El aceite de krill, el alimento de las ballenas, extraído en frío, ayuda a prevenir las enfermedades cardiovasculares y a mejorar la función cognitiva, entre otros beneficios, según las conclusiones del III Curso sobre Nutrición 100% Natural: Los procesos inflamatorios y sus efectos sobre la Salud. El curso, que ha reunido en Madrid a más de 400 profesionales de la salud, ha contado con la participación de uno de  los mayores expertos internacionales en Omega-3, el doctor Clemens von Schacky, jefe de la Unidad de Cardiología Preventiva de la Ludwig Maximilians-Universidad de Múnich. Von Schacky fue coautor de la definición del Índice HS-Omega-3, el método estandarizado para medir la presencia de ácidos grasos Omega-3 en el organismo. Según los estudios del doctor Von Schacky y otros investigadores, un nivel óptimo del Índice HS-Omega-3 reduce el riesgo cardiovascular, y mejora la función cognitiva, además de reducir la incidencia de depresión y TDAH.

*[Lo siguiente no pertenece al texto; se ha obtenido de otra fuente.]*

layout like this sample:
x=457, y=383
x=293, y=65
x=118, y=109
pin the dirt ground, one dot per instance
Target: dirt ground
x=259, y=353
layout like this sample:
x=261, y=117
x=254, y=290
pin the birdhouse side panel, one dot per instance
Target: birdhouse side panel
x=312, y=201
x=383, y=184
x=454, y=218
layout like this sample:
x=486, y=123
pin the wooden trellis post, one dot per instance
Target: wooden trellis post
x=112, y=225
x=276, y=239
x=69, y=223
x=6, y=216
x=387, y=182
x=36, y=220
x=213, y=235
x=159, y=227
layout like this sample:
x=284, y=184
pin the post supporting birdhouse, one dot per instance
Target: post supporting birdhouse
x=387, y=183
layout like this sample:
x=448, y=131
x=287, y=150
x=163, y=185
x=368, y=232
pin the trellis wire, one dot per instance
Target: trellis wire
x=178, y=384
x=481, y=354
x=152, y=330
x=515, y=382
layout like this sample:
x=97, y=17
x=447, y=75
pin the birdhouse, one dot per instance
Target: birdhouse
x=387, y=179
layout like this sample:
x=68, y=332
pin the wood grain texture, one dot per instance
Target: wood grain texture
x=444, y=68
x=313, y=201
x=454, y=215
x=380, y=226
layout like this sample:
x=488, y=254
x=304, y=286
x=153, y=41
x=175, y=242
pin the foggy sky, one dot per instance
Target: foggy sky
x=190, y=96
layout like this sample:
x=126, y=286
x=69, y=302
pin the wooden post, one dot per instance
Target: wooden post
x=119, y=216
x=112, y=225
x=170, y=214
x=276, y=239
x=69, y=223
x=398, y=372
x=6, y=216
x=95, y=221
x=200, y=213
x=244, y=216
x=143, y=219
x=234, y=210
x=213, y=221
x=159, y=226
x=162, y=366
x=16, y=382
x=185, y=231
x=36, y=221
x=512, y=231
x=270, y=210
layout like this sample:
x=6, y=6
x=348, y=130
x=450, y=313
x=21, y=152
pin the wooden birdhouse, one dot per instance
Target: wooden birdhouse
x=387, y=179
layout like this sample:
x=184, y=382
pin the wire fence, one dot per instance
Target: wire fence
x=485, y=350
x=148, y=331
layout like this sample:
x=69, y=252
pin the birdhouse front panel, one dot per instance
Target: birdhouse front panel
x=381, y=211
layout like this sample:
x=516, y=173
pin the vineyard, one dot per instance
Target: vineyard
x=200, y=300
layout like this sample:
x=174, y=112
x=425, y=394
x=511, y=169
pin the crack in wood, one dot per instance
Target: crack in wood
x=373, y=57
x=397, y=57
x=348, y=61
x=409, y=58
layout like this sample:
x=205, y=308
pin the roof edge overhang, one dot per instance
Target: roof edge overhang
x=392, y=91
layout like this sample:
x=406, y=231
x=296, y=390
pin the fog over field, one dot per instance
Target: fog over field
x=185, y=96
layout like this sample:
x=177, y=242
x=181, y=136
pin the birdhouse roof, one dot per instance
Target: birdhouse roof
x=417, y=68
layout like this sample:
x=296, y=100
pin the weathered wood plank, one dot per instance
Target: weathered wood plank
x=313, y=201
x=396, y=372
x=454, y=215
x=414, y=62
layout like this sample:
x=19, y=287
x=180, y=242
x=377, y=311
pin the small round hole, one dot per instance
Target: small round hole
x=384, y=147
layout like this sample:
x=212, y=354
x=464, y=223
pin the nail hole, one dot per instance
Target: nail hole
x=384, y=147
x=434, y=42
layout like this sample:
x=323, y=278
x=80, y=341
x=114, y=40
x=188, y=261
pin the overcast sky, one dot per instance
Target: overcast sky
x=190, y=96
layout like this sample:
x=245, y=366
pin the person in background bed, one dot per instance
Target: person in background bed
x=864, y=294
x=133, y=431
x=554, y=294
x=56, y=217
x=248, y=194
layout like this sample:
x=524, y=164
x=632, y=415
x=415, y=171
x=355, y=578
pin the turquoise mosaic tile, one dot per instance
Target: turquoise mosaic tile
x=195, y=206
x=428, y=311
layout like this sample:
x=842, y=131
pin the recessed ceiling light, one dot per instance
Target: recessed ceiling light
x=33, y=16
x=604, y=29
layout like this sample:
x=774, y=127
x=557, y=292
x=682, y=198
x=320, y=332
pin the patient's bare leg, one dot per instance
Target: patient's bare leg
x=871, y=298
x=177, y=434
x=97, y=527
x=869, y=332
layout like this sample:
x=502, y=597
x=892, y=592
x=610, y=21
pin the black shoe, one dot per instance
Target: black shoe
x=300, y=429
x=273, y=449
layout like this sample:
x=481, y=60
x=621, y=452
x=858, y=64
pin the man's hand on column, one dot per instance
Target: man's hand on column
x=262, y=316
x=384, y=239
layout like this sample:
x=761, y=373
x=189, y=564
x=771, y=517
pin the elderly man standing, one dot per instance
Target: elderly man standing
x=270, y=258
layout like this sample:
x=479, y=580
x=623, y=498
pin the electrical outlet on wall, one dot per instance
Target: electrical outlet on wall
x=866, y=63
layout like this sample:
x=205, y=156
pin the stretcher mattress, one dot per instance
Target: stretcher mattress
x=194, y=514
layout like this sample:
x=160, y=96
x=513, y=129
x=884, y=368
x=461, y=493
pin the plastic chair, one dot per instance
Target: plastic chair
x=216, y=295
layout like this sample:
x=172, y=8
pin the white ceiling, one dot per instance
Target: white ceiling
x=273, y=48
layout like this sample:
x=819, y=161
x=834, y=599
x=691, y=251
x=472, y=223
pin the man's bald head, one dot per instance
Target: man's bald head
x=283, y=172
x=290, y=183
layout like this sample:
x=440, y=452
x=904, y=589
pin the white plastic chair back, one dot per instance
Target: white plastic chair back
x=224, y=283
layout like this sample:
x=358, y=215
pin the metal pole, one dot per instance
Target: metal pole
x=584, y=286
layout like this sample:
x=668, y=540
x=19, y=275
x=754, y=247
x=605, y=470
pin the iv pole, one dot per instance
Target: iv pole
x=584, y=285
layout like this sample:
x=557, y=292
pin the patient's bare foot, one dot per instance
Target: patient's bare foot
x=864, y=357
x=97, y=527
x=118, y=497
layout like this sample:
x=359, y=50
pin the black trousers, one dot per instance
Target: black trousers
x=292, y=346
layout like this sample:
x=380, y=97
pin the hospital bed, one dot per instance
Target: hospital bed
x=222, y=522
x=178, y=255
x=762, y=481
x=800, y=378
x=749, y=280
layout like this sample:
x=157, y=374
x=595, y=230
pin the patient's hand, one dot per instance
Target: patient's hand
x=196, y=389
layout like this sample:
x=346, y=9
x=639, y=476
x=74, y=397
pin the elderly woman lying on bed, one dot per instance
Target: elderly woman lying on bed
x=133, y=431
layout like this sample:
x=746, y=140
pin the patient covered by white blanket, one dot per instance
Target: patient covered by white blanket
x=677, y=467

El doctor Xavier Pintó, director del Programa de Prevención Cardiovascular y coordinador de la Unidad de Lípidos y Riesgo Vascular en el Hospital Universitario de Bellvitge ha presentado una revisión de estudios en la que se refleja que los Omega-3 del aceite de krill en frío son muy beneficiosos para la salud cardiovascular y los procesos inflamatorios en general. Una de las razones de estos beneficios es que en el aceite de krill, el EPA y el DHA se unen a fosfolípidos, a diferencia de los ácidos grasos del Omega-3 de aceite de pescado, que se unen a triglicéridos. «El aceite de krill es muy rico en Omega-3 en forma de fosfolípidos por lo que es más biodisponible, y con menos cantidad se consigue mayor efecto», señala este experto.